Reputation: 99
My task is to parse a large json data (consists of 1 million URLs) and download images to local server, but while downloading we are losing large no of data (around 50k) which are not captured in log files
We are splitting large json file into several small json files. We have written a program in nodeJS which read URLs (consist of images) from JSON and download that images to local server, but in this process we are loosing a large amount of data which are not written in log files or not downloaded.
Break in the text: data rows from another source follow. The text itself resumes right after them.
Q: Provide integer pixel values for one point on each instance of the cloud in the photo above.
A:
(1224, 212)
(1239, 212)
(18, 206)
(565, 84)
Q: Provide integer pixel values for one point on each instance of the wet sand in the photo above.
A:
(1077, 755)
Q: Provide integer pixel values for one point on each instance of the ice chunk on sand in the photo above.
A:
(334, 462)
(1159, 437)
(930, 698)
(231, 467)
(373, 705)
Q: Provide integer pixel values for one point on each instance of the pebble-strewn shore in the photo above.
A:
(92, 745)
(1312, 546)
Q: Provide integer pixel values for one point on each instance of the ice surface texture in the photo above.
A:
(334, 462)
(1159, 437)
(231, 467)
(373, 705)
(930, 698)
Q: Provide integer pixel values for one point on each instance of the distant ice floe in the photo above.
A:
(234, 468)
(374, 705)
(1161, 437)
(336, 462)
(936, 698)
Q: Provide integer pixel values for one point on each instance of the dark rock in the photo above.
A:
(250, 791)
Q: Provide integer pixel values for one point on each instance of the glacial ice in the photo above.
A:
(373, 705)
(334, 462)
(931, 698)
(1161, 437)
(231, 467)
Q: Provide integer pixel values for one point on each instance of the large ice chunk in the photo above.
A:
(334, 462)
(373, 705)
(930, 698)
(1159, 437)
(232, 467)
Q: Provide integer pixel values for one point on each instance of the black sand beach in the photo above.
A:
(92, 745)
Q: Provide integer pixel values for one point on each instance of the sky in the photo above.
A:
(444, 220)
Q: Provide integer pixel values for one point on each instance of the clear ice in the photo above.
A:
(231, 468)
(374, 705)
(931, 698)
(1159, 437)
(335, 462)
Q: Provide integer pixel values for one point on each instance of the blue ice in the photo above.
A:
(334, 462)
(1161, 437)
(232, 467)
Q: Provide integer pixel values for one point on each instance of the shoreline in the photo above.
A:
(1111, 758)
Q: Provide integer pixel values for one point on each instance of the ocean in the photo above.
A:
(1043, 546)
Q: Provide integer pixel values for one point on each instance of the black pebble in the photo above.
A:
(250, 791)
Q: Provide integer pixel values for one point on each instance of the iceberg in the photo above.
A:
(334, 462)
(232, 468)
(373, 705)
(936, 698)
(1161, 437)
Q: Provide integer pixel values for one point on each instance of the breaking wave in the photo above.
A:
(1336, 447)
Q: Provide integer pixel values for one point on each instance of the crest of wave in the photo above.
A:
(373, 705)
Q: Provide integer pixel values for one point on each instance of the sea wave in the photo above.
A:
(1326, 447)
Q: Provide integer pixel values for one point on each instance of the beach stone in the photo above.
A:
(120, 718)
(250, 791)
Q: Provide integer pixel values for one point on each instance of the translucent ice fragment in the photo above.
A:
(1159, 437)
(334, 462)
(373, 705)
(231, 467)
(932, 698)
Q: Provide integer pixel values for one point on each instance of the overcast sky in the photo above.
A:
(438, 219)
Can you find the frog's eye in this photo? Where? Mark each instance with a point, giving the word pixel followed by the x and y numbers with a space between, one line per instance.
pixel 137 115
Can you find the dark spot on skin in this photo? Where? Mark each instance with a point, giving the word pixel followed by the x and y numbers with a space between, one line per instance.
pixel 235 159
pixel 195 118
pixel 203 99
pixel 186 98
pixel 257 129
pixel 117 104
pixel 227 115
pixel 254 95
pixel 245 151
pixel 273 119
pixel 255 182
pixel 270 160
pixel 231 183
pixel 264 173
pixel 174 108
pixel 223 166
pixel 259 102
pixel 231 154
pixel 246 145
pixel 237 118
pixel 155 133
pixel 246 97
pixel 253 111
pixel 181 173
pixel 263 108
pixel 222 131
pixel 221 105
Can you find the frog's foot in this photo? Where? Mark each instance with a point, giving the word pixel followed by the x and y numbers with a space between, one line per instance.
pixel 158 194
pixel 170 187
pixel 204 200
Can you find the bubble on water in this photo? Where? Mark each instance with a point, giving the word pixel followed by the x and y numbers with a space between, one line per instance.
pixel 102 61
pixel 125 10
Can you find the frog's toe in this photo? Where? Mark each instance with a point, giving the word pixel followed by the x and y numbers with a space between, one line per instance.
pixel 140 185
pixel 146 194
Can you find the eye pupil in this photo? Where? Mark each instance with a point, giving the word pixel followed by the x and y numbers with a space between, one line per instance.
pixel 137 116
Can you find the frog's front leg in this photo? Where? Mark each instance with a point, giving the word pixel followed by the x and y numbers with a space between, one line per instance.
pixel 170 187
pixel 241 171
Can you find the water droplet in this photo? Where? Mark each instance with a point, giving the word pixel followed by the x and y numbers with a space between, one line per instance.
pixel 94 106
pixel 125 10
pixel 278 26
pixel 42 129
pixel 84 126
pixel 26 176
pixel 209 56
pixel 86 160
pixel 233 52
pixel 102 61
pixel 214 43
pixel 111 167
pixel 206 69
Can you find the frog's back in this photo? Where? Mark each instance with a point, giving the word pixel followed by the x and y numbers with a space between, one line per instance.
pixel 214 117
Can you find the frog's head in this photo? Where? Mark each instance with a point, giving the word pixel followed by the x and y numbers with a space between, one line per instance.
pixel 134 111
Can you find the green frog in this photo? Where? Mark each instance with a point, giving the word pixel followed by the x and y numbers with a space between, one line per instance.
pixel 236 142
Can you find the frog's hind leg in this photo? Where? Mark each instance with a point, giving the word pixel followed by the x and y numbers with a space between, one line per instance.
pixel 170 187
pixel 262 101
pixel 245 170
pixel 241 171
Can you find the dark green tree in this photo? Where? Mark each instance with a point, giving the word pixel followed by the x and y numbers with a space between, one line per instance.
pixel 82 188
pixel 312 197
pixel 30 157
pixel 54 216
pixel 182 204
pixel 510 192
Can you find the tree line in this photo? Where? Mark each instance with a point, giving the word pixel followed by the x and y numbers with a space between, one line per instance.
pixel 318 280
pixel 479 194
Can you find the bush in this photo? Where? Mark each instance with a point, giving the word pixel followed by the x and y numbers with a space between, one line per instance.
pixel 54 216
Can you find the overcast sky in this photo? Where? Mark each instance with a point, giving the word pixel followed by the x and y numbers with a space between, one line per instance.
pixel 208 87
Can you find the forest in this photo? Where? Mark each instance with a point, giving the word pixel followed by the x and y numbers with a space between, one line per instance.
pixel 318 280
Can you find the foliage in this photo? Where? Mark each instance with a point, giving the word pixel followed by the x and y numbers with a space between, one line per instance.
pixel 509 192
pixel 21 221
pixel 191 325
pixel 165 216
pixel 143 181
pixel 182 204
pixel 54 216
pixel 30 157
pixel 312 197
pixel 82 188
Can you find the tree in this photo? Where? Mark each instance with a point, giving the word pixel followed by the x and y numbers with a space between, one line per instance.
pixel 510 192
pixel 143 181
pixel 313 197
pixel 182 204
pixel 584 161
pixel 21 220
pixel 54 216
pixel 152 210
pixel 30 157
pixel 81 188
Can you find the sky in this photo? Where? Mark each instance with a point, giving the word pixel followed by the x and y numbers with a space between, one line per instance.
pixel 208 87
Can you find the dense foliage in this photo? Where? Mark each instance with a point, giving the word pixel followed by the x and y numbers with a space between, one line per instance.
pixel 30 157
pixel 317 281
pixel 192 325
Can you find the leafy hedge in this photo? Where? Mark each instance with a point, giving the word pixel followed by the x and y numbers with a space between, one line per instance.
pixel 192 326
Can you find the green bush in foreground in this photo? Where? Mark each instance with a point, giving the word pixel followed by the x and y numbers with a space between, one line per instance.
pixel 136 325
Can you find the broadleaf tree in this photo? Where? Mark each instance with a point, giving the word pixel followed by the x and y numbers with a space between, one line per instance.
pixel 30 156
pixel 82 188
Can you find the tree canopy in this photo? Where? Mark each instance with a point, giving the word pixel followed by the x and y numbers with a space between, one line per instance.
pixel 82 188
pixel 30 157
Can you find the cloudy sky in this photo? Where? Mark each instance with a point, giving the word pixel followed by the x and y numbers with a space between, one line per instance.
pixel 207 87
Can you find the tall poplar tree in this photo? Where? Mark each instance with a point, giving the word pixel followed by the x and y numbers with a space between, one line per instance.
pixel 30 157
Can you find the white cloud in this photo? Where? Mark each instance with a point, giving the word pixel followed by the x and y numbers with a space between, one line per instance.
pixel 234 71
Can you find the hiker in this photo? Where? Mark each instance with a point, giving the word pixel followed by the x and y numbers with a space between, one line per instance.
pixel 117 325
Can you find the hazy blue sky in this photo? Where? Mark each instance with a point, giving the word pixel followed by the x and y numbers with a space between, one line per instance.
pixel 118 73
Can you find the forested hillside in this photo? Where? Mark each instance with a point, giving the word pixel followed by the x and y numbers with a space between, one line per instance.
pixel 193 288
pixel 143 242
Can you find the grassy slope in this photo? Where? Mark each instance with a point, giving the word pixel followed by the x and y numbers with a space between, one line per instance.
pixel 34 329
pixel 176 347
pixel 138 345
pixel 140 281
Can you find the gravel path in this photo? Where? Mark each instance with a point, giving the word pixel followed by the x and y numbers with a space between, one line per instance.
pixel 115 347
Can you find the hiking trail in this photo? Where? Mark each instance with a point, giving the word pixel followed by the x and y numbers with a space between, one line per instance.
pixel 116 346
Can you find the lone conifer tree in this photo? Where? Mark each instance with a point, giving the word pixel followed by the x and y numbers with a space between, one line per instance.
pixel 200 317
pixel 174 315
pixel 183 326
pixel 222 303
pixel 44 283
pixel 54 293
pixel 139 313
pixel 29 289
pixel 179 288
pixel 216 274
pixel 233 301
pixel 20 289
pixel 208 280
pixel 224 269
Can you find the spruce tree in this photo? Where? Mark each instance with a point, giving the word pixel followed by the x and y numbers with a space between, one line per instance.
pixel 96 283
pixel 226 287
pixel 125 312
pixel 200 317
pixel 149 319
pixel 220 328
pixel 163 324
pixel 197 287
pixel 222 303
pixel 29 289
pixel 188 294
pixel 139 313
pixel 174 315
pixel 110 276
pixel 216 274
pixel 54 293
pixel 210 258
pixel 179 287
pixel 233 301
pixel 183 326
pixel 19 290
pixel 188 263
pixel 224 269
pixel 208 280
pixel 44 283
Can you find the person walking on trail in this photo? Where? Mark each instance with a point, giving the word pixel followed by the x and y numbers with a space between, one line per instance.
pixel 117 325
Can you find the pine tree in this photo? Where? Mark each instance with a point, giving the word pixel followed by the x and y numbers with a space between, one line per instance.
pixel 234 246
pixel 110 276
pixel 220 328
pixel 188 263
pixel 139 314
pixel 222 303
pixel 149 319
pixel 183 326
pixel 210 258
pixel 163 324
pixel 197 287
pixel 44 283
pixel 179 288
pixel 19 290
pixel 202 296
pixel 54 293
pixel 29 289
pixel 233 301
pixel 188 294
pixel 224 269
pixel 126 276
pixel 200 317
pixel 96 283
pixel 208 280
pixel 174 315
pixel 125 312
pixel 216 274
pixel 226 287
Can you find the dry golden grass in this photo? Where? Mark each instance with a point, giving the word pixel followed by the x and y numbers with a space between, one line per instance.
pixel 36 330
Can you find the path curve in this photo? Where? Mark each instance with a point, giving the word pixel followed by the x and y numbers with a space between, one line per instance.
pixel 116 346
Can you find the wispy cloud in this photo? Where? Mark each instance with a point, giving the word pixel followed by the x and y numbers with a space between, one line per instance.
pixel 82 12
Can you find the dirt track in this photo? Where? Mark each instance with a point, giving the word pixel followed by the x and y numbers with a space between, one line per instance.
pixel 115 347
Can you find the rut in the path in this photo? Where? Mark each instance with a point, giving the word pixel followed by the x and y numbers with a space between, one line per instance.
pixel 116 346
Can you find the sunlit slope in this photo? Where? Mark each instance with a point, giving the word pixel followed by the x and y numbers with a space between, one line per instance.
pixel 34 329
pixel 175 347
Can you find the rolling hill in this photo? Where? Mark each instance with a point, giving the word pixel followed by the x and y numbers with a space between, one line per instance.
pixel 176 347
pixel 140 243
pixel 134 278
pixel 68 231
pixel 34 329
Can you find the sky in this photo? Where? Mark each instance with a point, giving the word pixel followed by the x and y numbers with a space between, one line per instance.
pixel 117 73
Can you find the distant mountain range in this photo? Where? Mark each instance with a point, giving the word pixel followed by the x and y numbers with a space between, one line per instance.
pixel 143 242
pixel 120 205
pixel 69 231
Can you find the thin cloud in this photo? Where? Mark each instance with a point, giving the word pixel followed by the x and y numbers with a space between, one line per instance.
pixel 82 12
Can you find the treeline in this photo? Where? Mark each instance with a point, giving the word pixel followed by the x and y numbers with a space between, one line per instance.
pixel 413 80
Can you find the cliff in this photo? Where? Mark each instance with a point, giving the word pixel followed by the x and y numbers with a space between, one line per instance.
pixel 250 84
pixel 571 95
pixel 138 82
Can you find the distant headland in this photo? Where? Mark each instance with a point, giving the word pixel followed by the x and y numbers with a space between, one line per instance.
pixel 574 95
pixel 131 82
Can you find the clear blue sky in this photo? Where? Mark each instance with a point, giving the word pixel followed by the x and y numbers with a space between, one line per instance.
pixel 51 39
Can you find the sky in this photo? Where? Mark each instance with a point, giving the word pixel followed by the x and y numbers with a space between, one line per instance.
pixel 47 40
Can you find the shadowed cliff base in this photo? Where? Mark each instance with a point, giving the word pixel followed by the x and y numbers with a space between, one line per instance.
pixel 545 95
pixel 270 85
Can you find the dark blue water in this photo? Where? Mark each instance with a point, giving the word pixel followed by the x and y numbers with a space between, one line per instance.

So what are the modification needs to be done in this code?
My JSON
[{
"url": "http://example1.com",
"id": "jweewewii833388efje.jpg",
"class": 2
},
{
"url": "http://example2.com",
"id": "987c2732561cb6bbc151cb6e184d019b.jpg",
"class": 24
},
{
"url": "http://example3.com",
"id": "141cbe32ed1f0071431677a2c7754a70.jpg",
"class": 22
},
{
"url": "http://example4.com",
"id": "291a09e237b43d9fa1bf64481a679eaf.png",
"class": 1
}]
Node Js code
var fs = require('fs'),
JSONStream = require('JSONStream'),
es = require('event-stream');
const download = require('image-downloader')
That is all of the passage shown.